Spruce Mountain is a rhyolitic porphyry Mo deposit, which includes end-member examples such as Climax and Henderson (“Climax-type” deposits) but also “transitional” deposits. The latter, which are characterized by less evolved igneous compositions and mineralization with higher Cu : Mo ratios, include Mount Emmons, Colorado, Mount Hope, Nevada, Pine Grove, Utah, and various other prospects in the Great Basin, many of which appear to have been forming near the inception of extension at any given locale. Most of the rhyolitic porphyry Mo deposits in the Great Basin are late Eocene, and late Eocene extension also played a role in localizing other types of deposits in the northern Great Basin, including porphyry Cu-(Mo-Au) ores at Bingham, Utah, Carlin-type Au deposits in several large districts, Au-Ag ores at Cove-McCoy, Nevada, and Au-Cu ores in the Battle Mountain district, Nevada. 
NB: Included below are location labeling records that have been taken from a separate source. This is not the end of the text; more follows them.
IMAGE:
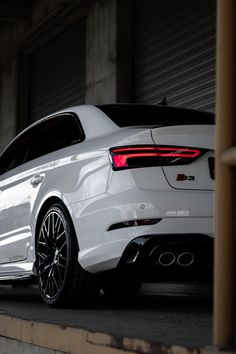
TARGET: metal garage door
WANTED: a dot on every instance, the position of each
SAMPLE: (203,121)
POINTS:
(174,52)
(58,73)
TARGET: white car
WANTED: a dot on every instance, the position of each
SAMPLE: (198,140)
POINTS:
(108,197)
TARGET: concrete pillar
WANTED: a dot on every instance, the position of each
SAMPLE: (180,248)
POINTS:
(225,258)
(101,53)
(7,104)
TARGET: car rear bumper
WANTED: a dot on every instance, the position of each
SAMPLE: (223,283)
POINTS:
(112,252)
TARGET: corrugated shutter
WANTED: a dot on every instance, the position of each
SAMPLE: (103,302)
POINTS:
(174,52)
(58,73)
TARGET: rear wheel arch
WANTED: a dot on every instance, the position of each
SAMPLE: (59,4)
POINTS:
(43,210)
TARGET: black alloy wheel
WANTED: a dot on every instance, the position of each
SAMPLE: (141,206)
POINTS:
(62,281)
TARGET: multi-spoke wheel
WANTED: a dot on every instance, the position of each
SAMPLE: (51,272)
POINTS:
(62,281)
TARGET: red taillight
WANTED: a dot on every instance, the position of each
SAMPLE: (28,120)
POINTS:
(147,156)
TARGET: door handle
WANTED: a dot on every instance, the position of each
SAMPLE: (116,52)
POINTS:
(36,179)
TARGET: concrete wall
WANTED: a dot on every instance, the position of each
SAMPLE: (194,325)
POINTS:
(19,39)
(11,37)
(8,104)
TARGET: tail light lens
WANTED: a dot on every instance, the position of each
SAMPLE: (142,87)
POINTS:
(149,155)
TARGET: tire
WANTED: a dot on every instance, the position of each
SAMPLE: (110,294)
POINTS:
(118,286)
(62,281)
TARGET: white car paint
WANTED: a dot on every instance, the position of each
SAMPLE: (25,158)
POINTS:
(98,197)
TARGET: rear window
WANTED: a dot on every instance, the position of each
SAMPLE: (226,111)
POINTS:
(131,115)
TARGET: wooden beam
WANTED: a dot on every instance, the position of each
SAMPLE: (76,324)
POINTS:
(12,10)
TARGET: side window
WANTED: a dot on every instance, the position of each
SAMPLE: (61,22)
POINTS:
(15,154)
(54,134)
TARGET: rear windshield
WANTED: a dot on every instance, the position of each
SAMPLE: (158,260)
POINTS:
(131,115)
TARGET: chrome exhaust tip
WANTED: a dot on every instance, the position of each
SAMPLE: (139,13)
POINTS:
(185,259)
(166,259)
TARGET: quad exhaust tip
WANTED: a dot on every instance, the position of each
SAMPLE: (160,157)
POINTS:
(184,259)
(166,259)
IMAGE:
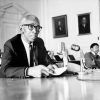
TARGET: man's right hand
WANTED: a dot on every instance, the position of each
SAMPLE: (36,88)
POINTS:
(37,71)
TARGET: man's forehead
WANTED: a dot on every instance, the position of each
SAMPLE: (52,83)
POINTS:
(26,21)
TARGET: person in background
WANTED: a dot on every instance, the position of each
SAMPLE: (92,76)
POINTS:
(25,54)
(92,59)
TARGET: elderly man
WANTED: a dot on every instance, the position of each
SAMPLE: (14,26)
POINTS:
(25,54)
(92,59)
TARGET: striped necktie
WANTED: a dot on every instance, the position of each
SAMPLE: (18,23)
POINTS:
(31,55)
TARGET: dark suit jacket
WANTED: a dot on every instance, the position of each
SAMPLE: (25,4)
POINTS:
(83,30)
(92,61)
(14,60)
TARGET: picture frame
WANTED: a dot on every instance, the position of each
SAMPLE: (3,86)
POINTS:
(84,24)
(60,28)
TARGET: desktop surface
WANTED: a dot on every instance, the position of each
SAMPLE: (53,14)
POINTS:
(58,88)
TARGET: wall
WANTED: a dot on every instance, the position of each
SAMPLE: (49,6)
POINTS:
(31,6)
(71,8)
(46,9)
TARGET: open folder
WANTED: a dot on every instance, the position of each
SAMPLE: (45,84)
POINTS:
(60,72)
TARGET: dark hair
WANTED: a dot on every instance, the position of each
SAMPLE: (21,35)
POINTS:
(94,44)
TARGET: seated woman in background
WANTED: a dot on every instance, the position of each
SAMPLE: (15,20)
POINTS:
(92,59)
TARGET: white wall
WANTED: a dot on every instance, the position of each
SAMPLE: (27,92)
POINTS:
(46,9)
(71,8)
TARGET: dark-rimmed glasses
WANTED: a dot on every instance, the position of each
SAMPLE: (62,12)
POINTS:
(32,26)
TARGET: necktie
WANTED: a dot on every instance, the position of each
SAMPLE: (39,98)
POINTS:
(31,55)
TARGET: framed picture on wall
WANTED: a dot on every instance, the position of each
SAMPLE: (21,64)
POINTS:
(60,26)
(84,24)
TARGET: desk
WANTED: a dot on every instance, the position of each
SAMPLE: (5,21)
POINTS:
(62,88)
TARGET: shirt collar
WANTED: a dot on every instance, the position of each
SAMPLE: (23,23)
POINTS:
(93,53)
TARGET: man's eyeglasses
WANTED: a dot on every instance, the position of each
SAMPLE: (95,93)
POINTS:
(32,26)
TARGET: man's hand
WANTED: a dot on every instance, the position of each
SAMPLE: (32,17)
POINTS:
(37,71)
(52,68)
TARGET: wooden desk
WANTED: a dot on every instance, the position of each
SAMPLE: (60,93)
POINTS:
(64,88)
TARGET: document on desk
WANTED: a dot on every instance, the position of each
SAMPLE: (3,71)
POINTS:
(59,71)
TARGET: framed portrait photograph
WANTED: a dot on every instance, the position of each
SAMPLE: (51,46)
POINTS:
(84,24)
(60,26)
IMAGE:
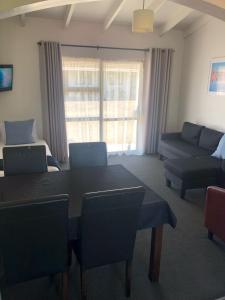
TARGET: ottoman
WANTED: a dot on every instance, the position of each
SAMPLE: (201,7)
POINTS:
(191,173)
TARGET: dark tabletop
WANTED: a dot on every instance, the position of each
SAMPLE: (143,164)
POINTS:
(155,211)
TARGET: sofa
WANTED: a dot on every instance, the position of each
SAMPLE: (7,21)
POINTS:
(188,162)
(193,141)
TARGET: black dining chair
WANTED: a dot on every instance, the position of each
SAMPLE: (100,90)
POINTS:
(24,160)
(108,230)
(34,241)
(87,154)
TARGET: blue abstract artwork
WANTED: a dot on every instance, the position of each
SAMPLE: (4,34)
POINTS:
(217,78)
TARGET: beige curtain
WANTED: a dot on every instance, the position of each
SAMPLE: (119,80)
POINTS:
(157,81)
(54,130)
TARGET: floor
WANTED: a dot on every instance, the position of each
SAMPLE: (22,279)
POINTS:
(192,267)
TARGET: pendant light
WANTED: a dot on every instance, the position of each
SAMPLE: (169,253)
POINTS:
(143,20)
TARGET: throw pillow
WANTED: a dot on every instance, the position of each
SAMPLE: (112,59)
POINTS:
(220,151)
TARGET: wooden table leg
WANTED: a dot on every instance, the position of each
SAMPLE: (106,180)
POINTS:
(155,254)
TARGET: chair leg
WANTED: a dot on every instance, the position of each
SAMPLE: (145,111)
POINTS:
(83,281)
(210,235)
(168,183)
(65,285)
(69,255)
(128,277)
(182,193)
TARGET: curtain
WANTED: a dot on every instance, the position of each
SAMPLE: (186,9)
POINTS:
(54,130)
(157,81)
(81,79)
(101,102)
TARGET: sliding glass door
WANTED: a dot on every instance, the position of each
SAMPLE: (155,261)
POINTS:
(101,102)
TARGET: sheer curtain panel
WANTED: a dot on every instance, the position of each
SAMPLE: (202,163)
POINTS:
(156,86)
(102,102)
(51,79)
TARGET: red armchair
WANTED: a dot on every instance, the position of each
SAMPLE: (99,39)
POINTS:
(215,212)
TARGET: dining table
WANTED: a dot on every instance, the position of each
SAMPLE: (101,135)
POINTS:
(154,214)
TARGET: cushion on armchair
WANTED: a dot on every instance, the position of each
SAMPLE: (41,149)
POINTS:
(191,133)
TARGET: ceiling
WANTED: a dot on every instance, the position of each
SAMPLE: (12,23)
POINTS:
(184,15)
(97,12)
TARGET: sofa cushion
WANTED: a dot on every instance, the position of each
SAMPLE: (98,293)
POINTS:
(191,133)
(194,167)
(179,148)
(209,139)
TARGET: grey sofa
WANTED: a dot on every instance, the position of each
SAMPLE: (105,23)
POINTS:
(193,141)
(188,162)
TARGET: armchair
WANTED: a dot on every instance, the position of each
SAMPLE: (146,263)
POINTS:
(215,212)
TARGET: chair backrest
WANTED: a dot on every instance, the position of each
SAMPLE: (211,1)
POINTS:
(87,154)
(24,160)
(108,226)
(33,239)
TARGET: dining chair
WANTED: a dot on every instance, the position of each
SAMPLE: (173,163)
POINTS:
(34,241)
(24,160)
(87,154)
(109,222)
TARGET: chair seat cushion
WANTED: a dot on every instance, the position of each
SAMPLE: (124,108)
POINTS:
(194,167)
(180,148)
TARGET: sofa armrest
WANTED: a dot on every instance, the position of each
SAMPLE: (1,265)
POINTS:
(215,211)
(170,135)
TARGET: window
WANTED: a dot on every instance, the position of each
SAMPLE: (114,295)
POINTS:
(101,102)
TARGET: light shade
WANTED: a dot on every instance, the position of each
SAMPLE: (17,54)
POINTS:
(143,20)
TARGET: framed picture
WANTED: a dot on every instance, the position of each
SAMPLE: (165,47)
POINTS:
(217,77)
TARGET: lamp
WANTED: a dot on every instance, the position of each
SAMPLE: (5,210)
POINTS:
(143,20)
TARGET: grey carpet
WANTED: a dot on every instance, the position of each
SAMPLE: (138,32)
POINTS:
(192,267)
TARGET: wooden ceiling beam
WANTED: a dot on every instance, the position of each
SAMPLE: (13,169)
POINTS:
(69,14)
(114,11)
(32,6)
(180,14)
(214,8)
(156,5)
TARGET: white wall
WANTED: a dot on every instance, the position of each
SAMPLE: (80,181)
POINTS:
(197,105)
(18,45)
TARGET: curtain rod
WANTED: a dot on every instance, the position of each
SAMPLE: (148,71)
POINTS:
(101,47)
(105,47)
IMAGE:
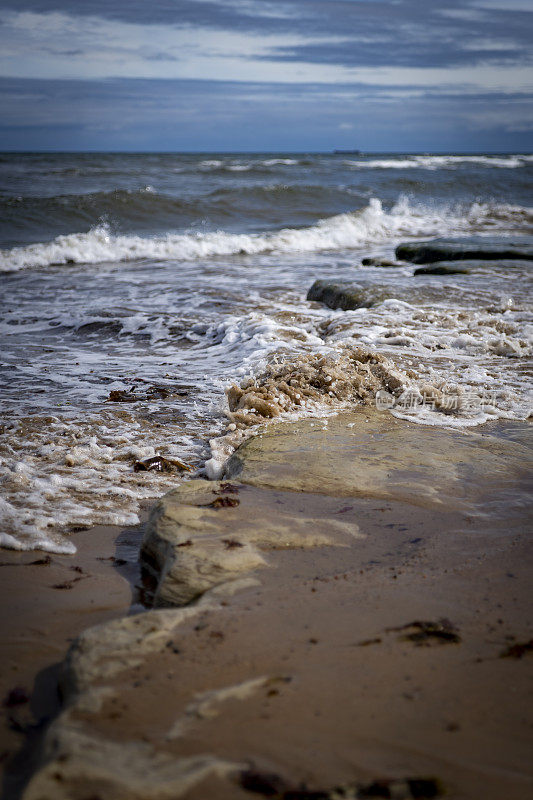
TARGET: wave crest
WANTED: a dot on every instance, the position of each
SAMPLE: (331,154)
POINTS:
(371,224)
Bio:  Eric Seedorff was born in Carlsbad, New Mexico , and raised in a mining family. Eric earned a BS degree in Geology from the University of California, Davis (1977), and MS (1981) and PhD (1987) degrees in the Ore Deposits and Exploration Program in the Department of Applied Earth Sciences, Stanford University. Eric’s MS project was on the Royston porphyry copper prospect western Nevada that was faulted and tilted by Tertiary normal faults, and his PhD was an alteration study of the Henderson porphyry molybdenum deposit, Colorado. Before and during graduate school he held temporary jobs in exploration in Nevada, mostly for Noranda and mostly exploring for porphyry molybdenum deposits.
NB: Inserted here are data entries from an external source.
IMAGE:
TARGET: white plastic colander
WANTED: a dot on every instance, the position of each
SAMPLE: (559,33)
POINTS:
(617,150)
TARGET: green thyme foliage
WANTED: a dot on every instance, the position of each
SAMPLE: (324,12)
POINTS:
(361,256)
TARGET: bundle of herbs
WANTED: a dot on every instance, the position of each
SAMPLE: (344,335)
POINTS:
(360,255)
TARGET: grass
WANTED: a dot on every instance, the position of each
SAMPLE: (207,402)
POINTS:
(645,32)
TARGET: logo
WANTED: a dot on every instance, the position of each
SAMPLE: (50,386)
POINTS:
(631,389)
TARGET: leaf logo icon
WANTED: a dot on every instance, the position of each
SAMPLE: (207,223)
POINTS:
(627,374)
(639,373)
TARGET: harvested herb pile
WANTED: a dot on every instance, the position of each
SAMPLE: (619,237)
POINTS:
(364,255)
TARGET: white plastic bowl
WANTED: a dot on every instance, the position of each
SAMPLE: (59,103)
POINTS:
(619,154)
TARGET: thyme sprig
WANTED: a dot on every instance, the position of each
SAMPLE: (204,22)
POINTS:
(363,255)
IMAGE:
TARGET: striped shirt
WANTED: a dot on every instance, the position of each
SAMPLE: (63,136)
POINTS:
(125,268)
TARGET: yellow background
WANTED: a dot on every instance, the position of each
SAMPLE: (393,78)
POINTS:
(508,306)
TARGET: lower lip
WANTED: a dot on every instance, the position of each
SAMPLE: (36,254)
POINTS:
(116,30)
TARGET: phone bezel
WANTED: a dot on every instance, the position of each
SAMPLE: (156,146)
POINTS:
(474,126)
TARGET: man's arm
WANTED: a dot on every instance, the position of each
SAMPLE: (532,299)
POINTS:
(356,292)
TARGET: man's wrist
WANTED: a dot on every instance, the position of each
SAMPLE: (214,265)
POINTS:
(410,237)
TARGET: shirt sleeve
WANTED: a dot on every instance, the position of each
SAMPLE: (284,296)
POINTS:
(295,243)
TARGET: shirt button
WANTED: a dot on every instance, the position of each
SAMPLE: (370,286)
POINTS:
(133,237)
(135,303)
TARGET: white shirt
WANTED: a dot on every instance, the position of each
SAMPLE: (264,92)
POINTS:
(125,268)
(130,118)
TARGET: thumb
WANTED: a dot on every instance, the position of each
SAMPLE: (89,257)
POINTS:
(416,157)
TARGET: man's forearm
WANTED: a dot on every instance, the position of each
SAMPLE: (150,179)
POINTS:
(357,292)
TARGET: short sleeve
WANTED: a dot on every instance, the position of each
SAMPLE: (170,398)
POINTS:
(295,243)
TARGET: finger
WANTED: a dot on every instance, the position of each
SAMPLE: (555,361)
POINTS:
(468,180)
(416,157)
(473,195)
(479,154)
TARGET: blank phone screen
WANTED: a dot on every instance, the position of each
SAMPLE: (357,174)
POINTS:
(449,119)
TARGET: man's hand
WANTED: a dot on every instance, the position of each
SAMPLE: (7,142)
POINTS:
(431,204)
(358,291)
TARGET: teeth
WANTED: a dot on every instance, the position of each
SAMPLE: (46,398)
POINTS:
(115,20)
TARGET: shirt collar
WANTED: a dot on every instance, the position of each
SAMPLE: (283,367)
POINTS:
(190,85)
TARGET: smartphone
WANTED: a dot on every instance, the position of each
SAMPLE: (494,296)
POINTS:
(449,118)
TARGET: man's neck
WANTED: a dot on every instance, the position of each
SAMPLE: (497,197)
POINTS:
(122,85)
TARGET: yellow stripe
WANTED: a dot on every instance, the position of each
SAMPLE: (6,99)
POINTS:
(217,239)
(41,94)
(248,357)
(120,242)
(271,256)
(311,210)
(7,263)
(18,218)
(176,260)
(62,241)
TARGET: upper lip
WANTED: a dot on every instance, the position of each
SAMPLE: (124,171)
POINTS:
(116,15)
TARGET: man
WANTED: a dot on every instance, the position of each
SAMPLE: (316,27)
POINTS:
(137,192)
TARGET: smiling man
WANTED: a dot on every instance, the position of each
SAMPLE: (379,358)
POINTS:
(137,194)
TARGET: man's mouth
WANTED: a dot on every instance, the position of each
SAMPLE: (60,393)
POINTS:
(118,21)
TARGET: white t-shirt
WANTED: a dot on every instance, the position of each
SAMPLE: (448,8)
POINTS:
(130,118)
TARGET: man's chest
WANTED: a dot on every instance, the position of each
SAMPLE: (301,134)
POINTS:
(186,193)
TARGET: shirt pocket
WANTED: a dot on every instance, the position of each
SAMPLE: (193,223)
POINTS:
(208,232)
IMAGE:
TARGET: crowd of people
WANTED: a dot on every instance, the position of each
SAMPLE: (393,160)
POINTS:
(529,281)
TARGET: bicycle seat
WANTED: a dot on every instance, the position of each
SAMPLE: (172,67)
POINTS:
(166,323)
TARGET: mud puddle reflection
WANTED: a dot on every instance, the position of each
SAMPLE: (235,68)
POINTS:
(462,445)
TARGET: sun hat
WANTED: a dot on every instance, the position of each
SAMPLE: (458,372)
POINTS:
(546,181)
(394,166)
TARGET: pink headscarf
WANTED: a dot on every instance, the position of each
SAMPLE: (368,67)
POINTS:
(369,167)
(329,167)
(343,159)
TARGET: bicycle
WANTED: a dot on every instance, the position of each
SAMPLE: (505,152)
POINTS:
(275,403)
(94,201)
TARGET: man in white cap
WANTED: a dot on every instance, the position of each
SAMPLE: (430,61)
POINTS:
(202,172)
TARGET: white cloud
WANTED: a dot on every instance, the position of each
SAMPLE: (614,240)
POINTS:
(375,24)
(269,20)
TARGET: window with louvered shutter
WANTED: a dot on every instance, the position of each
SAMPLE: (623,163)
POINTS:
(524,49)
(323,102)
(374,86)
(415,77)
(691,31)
After completing graduate school, Eric was as an exploration geologist based in Reno, Nevada, working in Carlin-type, porphyry-related, and low-sulfidation epithermal gold systems, first for Chevron Resources and then for WestGold, each of which left the mineral exploration business. Eric joined Magma Copper Company in 1991 and moved to Ely, Nevada, to become Chief Mine Geologist for Magma on the Robinson project, first while it was still an operating gold mine and later as it became a copper development project. It was in 1991 that his obsession began to accomplish a 3-D structural reconstruction of Robinson. Prior to opening of the new Cu-(Mo-Au) mine at Robinson, Eric started traveling overseas for Magma evaluating exploration and development opportunities and in 1995 was transferred to Tucson to become Chief Geologist of Magma Copper Company. In his year in that position, he helped lead growth of their exploration program, including expansion of efforts in Mexico and Chile and initiation of programs in the Southwestern United States and in Mongolia. Magma was purchased by Melbourne-based BHP in January 1996, and Eric wound up in the Growth and Technology Group of BHP Copper that which was based in San Francisco, but he succeeded in remaining in Tucson. As Vice President Mineral Resources for BHP Copper, he had responsibilities in coordinating ore reserve reporting across BHP Copper, in being BHP Copper’s liaison to BHP’s global greenfields exploration group, in overseeing brownfields exploration at several sites, and as project manager for the scoping stage of the Magma Porphyry (now Resolution) project near Superior, Arizona. Eric chose to leave BHP in late 1999, after which he and two partners operated a failed entrepreneurial venture to build a new producing copper company from scratch.

Eric became a faculty member in the Geosciences Department, University of Arizona, in January 2002 as the first holder of the Lowell Chair in Economic Geology. He leads a post-graduate education and training program for geologists in the minerals industry and has students in conventional MS and PhD programs and in the Professional Science Masters in Economic Geology program. His principal research interests are in porphyry-related deposits, extensional tectonics, and hydrothermal alteration-mineralization processes.

Eric has been active in the Society of Economic Geologists and is a past President of both the Arizona Geological Society and the Geological Society of Nevada.